Myanmar, which continues to be represented by Kyaw Moe Tun, the nominee of the democratically elected government, was also dropped from the published list of speakers for Monday.
Both of them had been expected to deliver scorching criticisms of the regimes that ousted democratically-elected governments as they had been doing when speaking to UN bodies.
Neither the Taliban nor the Myanmar military regime will be able to speak at the session, which concludes on Monday, because their representatives have not been recognised by the accreditation committee.
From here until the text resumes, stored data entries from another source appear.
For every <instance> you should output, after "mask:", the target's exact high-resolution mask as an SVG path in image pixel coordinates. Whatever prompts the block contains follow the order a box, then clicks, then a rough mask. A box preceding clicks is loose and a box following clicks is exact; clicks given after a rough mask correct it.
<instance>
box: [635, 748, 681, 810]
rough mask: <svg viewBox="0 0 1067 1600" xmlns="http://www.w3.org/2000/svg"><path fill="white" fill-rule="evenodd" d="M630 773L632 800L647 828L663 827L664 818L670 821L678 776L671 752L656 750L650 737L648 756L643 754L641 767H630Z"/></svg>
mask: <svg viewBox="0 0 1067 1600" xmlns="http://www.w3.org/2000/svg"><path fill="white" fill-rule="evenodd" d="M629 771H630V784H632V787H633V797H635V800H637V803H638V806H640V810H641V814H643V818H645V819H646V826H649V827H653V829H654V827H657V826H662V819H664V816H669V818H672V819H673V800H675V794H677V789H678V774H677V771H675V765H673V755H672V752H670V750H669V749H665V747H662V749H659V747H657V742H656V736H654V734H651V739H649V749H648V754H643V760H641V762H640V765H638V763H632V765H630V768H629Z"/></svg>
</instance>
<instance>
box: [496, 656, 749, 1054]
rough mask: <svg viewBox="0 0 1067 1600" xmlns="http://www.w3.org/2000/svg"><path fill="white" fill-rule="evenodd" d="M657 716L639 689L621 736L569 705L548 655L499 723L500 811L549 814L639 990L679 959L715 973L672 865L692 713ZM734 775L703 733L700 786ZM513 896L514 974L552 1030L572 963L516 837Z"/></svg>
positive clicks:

Isaczai, who continues to officially represent the country at the UN, was scheduled to speak at the last meeting of the general debate where representatives of countries, most of them presidents or prime ministers, lay out their priorities before a global audience.
Kyaw Moe Tun, the nominee of the ousted government of Aung San Suu Kyi, is officially the country's representative.
The representative of the military government that removed the elected government of Aung San Suu Kyi, has not been recognised by the UN.
Dujarric said that the mission of Afghanistan sent an email over the weekend that it was withdrawing from the meeting.
He said that the decision was the mission's own.
Asked about Afghanistan not speaking at the meeting, he said it would have been “an opportunity to address the world.”
The Taliban had laid claim for the speaker's slot for Afghanistan but could not get it because the accreditation committee had not met to consider the question of who represents the country.
The accreditation committee is not scheduled to meet before next month at the earliest if not later and till it decides the current representatives will continue in office at the UN.
The nine-member accreditation committee, which includes the United States, China and Russia, is likely to be embroiled in a protracted dispute over the representation of Afghanistan and Myanmar.
China backs the Taliban and Myanmar's military regime, while the US opposes them.
Amir Khan Muttaqi, the Taliban's foreign minister, unsuccessfully asked to speak at the high-level meeting of the Assembly.
Many leaders spoke to the Assembly remotely with pre-recorded speeches because the COVID-19 epidemic discouraged in-person participation.
Muttaqi appointed its spokesperson Suhail Shaheen as Afghanistan's permanent representative.